London: The Met Office has issued amber “be prepared” weather warnings, with Storm Frank expected to bring heavy downpours and strong winds later today.
Forecasters believe up to 90mm of rain could fall in parts of Cumbria on Wednesday, rising to 140mm or more in exposed areas – potentially bringing further flooding to the areas badly hit by Storm Desmond earlier in December.
Southwest Scotland has also been subjected to an amber warning for rain, with between 100mm and 150mm possible in the most vulnerable areas during the sixth named storm of the season.
Those amber warnings come into force at 12.15am on Wednesday, and are expected to last for most of the day.
The likelihood of prolonged showers has also led to the Met Office issuing a yellow “be aware” warning for rain and wind across northwest England – including in Lancashire, where many villages are beginning to pick up the pieces after flooding over Christmas devastated dozens of homes.
All those weather warnings are set to be updated later this morning, with Met Office chief meteorologist Will Lang adding: “Everyone should be aware of the potential for disruption in places from further flooding and the impacts of gales to transport.”
The warnings come as the Environment Agency (EA) promised a “complete rethink” of flooding preparedness.
EA deputy chief executive David Rooke said it would have to look at ways to flood-proof homes as well as traditional defences as the UK was “moving into a period of unknown extremes”.
Meanwhile, nine EA severe flood warnings – indicating “danger to life” – are still being enforced. They mostly centre on York, which has been badly hit by flooding over the Christmas period.
The government body’s three-day forecast suggests Cumbria is at a medium risk of flooding tomorrow as a result of Storm Frank, and further information is expected later.
While visiting communities in York on Monday where whole streets had been submerged during the latest bad weather, David Cameron told Sky News he will reassess spending on flood defences.
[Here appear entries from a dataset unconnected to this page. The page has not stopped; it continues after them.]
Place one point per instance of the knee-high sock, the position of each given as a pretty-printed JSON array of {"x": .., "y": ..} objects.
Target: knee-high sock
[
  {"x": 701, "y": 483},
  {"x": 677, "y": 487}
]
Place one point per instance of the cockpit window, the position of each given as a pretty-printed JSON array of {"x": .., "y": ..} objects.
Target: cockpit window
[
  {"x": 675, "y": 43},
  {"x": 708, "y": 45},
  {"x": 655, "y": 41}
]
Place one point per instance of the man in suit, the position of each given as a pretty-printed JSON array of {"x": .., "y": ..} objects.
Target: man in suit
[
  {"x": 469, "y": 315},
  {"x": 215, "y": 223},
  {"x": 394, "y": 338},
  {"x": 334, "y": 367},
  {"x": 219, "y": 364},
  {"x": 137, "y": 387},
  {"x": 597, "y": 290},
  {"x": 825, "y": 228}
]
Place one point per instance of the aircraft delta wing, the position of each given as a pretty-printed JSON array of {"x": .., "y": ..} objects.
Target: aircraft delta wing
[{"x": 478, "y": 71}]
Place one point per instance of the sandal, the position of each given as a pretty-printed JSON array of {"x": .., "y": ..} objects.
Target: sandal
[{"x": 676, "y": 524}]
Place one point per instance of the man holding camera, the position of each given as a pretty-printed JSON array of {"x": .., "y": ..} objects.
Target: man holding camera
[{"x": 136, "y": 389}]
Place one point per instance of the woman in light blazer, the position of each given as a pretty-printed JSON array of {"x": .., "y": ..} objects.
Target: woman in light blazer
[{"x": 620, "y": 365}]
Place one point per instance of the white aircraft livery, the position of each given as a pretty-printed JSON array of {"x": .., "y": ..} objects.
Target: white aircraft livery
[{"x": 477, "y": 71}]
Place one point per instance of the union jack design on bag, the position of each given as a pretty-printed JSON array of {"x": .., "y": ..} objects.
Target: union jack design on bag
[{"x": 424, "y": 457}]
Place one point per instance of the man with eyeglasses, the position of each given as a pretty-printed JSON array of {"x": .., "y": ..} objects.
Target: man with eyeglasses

Although the Prime Minister said it was clear that flood defences do not “always do enough”, he denied there was a North-South divide in government spending.
Some residents in Lancashire have accused local authorities of unevenly distributing resources for cleaning up damage after flooding – amid allegations that one village was “neglected” by the Army and the Environment Agency, as teams helped residents in another area barely a mile away.
It has been estimated that the cost of repairing the devastation caused by the extreme weather could exceed £5.8bn – and people who have had their homes flooded are being advised to get their claims started as soon as possible, and to take photos of damaged items.
Environment Secretary Liz Truss is due to chair a meeting of the Government’s Cobra emergency meeting today.